WHAT COMES NEXT FOR THE ROAD TO ZERO?
Vehicle servicing in an electric era
Developing skillsets, implementing logistics
Vehicle preparation and servicing considerations
While historically the servicing, maintenance, repair and preparation of electric and hybrid vehicles may have been left to specialist workshops or the manufacturer themselves, the growth in uptake means this is a trend which those operating throughout the supply chain can no longer ignore. Organisations such as HEVRA highlight garages which are specialists in EV and hybrid work, but more often than not, franchise dealers are now being asked to pick up the workload.
When the outcome of mishandling a battery or high voltage system could be electric burns, a heart attack, or worse, it is important to ensure those working on and transporting alternatively fuelled vehicles know what they are dealing with. Several training programmes exist across the industry, such as the IMI Levels 1 to 5 Awards, to equip technicians with the skillset to work on these vehicles; however, access to talent remains an issue.
Although electric cars require little in the way of maintenance and consumables, checks of the tyres, brakes, suspension, lights and so on are still necessary. Additional work is also needed around the charging port and the gearbox, while all vehicles should be checked over for damage to the chassis and general wear and tear. There may also be specific heating and cooling systems which need to be maintained according to manufacturer requirements. Hybrids obviously have requirements of both ICE and electric engines, with added complexity around discharging the high voltage system before undertaking any work.
"Managing electric vehicles requires a different skillset, specific training and investment. At Manheim Vehicle Services, we’ve focused on all three – equipping our people and our sites with the expertise and tools to support electric vehicles from day one through in-life management, de-fleet and disposal."
Pete Bell, Chief Operating Officer,
Cox Automotive Europe
Developing an ecosystem for vehicle batteries
Unfortunately, battery degradation remains part of the ownership experience when it comes to electric and hybrid vehicles, albeit usually not until around 100,000 miles or 12 years.
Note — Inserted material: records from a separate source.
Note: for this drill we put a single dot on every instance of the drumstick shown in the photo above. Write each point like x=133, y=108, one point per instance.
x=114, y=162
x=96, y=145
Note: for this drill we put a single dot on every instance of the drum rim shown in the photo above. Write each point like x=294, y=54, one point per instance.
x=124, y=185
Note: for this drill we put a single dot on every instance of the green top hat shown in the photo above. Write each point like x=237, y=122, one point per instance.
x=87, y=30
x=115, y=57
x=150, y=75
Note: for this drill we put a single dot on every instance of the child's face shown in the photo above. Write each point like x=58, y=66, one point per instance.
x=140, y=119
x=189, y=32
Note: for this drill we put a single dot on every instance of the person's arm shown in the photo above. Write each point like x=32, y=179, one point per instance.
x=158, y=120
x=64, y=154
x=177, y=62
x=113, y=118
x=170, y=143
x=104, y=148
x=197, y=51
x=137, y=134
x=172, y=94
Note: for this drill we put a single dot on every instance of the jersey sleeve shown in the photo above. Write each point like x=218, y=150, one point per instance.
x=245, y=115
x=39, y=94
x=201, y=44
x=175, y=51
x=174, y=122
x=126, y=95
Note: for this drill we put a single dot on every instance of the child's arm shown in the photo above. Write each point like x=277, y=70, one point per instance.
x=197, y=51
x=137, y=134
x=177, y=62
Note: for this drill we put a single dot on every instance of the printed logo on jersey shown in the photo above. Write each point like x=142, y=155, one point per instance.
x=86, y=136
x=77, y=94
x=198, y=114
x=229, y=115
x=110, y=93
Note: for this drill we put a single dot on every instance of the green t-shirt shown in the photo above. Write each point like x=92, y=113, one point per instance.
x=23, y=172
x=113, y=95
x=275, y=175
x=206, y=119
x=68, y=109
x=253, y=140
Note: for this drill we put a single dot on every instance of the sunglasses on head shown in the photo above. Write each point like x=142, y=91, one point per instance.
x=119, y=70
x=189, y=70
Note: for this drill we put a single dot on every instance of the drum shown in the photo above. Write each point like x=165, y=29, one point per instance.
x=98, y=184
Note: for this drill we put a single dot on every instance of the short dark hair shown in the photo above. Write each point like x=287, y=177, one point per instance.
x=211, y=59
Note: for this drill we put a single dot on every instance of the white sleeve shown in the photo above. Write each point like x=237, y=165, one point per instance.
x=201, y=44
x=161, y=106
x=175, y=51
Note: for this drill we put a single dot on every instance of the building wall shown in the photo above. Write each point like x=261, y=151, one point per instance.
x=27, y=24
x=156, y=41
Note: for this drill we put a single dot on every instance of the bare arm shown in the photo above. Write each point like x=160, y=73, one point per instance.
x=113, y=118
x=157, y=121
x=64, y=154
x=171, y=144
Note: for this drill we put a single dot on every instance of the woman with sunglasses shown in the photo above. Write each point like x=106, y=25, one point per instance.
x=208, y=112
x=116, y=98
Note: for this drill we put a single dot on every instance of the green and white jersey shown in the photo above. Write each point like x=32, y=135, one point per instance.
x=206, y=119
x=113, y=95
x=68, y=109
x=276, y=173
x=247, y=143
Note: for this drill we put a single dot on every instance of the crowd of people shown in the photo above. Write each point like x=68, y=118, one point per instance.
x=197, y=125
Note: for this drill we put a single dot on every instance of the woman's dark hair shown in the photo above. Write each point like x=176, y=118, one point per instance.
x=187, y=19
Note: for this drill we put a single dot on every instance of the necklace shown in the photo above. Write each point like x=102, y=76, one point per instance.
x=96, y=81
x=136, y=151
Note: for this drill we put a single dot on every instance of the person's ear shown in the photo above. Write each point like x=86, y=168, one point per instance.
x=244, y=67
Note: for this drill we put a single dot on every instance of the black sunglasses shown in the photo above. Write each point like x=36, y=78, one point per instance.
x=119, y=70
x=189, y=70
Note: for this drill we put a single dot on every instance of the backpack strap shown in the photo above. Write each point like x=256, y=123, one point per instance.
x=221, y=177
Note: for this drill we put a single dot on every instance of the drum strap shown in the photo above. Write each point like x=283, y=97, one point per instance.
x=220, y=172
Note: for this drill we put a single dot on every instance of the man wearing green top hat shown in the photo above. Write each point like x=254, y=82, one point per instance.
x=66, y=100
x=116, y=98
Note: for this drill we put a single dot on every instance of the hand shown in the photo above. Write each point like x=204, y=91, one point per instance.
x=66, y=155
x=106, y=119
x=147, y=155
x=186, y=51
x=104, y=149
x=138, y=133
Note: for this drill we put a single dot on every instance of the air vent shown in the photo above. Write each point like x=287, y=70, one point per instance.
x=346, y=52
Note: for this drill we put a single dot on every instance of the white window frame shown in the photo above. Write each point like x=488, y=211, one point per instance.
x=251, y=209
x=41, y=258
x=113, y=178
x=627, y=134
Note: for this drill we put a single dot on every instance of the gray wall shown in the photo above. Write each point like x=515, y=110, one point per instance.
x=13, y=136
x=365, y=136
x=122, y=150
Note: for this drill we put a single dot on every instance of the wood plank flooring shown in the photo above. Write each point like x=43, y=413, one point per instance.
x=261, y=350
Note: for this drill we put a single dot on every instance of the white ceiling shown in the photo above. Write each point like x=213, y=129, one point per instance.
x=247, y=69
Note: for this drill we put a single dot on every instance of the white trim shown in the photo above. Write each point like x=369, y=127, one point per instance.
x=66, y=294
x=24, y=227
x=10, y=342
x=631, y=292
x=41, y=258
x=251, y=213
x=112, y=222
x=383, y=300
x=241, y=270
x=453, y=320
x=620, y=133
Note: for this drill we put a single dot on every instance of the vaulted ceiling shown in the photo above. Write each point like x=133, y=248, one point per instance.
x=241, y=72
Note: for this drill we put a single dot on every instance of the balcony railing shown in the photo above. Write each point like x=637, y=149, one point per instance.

This does, however, provide opportunities for manufacturers and retailers to engage with the customer and provide support and added value throughout the vehicle lifecycle.
In addition, when it comes to disposal of the vehicle, or a second or even third life via the wholesale markets, expertise is required to assess the battery condition, apply that information to the vehicle valuation and determine the next steps.
Organisations such as Manheim Vehicle Services have the capability to maintain, replace and dispose of vehicle batteries safely, securely and in line with relevant legislation and guidance. There is also work being done to develop individual cell replacement capability to extend the life of the individual battery.
Auction, logistics and remarketing impact
When it comes to pushing electric, hybrid or hydrogen vehicles through the wholesale market, many of the same opportunities exist. Organisations such as Manheim Vehicle Services offer complete packages for inspection services, valeting, reconditioning, transport, and channel management to ensure vehicles achieve the expected wholesale or retail values.
Manheim’s Inspection Services team has extensive experience with alternatively fuelled vehicles and has developed a robust system to highlight areas for work and added value. Professional cleaning and valeting provide a demonstrable uplift in prices achieved, while it is important to understand what cosmetic work should be completed on the vehicle and where you might be investing unnecessary expense without getting a financial return. Whether minor or major body shop repairs, there are subtle differences in the way in which an electric, hybrid or hydrogen vehicle should be handled.
Supporting the growth of electric vehicles, Cox Automotive has recently invested in excess of £100,000 in partnership with Pod Point to install array charging equipment on site at MVS Bruntingthorpe. This is just one element of developing the technical support and expertise for the physical asset, irrespective of the fuel type or ownership model.